El ejército informó que miembros de la unidad antiterrorista Yamam de la policía, junto con tropas de las FDI, intentaron arrestar a Zakarneh, quien fue encontrado escondido en una cueva cerca de la aldea de Misilyah, al sur de Jenin, después de que el Shin Bet proporcionara información sobre su paradero.
Durante la operación, las tropas intercambiaron disparos con Zakarneh y otros dos hombres armados que se ocultaban en la cueva, según informaron las fuerzas militares. Durante el intercambio, las fuerzas dispararon misiles portátiles.
Zakarneh y Marouh Khazima, otro miembro de la Yihad Islámica de Qabatiya, murieron. Las FDI informaron que Khazima había sido liberado de una prisión israelí como parte del acuerdo de alto el fuego de noviembre de 2023 con Hamás, que incluyó la liberación de 105 rehenes vivos, y que era buscado por actividades terroristas.
Según las FDI, las tropas encontraron varias armas y otro equipo militar en los cuerpos de los terroristas abatidos. Varios agentes terroristas más que los ayudaban fueron detenidos y se les descubrió que portaban pistolas, según el ejército.
Los otros dos terroristas que perpetraron el tiroteo de Al-Funduq, Qutaiba al-Shalabi y Mohammed Nazal, fueron abatidos por las fuerzas israelíes en Qabatiya el 23 de enero, durante una importante incursión antiterrorista en el campo de refugiados de Jenin.
Si bien Hamás afirmó que los dos hombres armados eran miembros suyos, las FDI y el Shin Bet afirmaron que pertenecían al grupo terrorista aliado Yihad Islámica.
El ataque del 6 de enero mató al sargento mayor Elad Yaakov Winkelstein, agente de policía fuera de servicio, y a las civiles Rachel Cohen y Aliza Raiz.
Según una investigación inicial de las FDI sobre el ataque de enero, los terroristas, armados con fusiles de asalto, abrieron fuego primero contra un vehículo civil a corta distancia, matando a Cohen y Raiz. Sus muertes fueron declaradas en el lugar por médicos del Magen David Adom.
Luego, los hombres armados dispararon contra un autobús más alejado, hiriendo a ocho personas, incluido el conductor, de 63 años, quien, según la MDA, fue trasladado de urgencia a un hospital en estado grave.
Dos mujeres que viajaban en el autobús se encontraban en estado moderado y al menos otras cinco resultaron con heridas leves.
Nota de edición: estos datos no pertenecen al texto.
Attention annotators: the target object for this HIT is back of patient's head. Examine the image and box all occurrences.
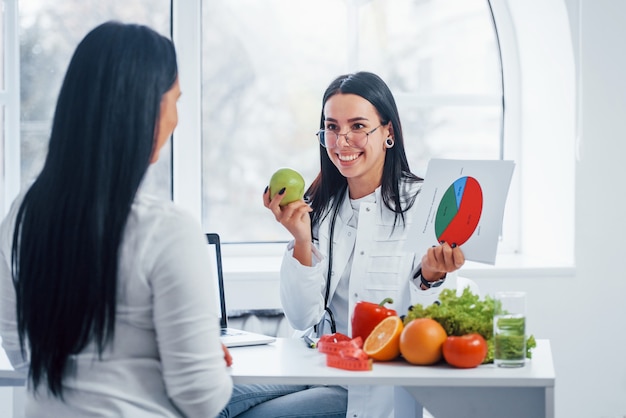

Mientras los terroristas huían, abrieron fuego contra otro vehículo a unos 150 metros de distancia, matando a Winkelstein, según la investigación de las FDI.
Poco después de la operación del miércoles, que culminó con la muerte de Zakarneh, sospechosos palestinos atacaron un autobús turístico cerca de la aldea cisjordana de Burqa, al este de Ramallah, según un comunicado de las FDI.
Durante el asalto, los sospechosos lanzaron piedras y una botella de pintura contra el autobús, hiriendo levemente a dos turistas estadounidenses.
Las mujeres heridas recibieron atención médica inmediata en el lugar, mientras que las FDI y la policía llegaron rápidamente e iniciaron la búsqueda de los atacantes, según el ejército.
Los sucesos tuvieron lugar en el marco de la Operación Muro de Hierro, una operación antiterrorista a gran escala en curso en Judea y Samaria que comenzó en enero.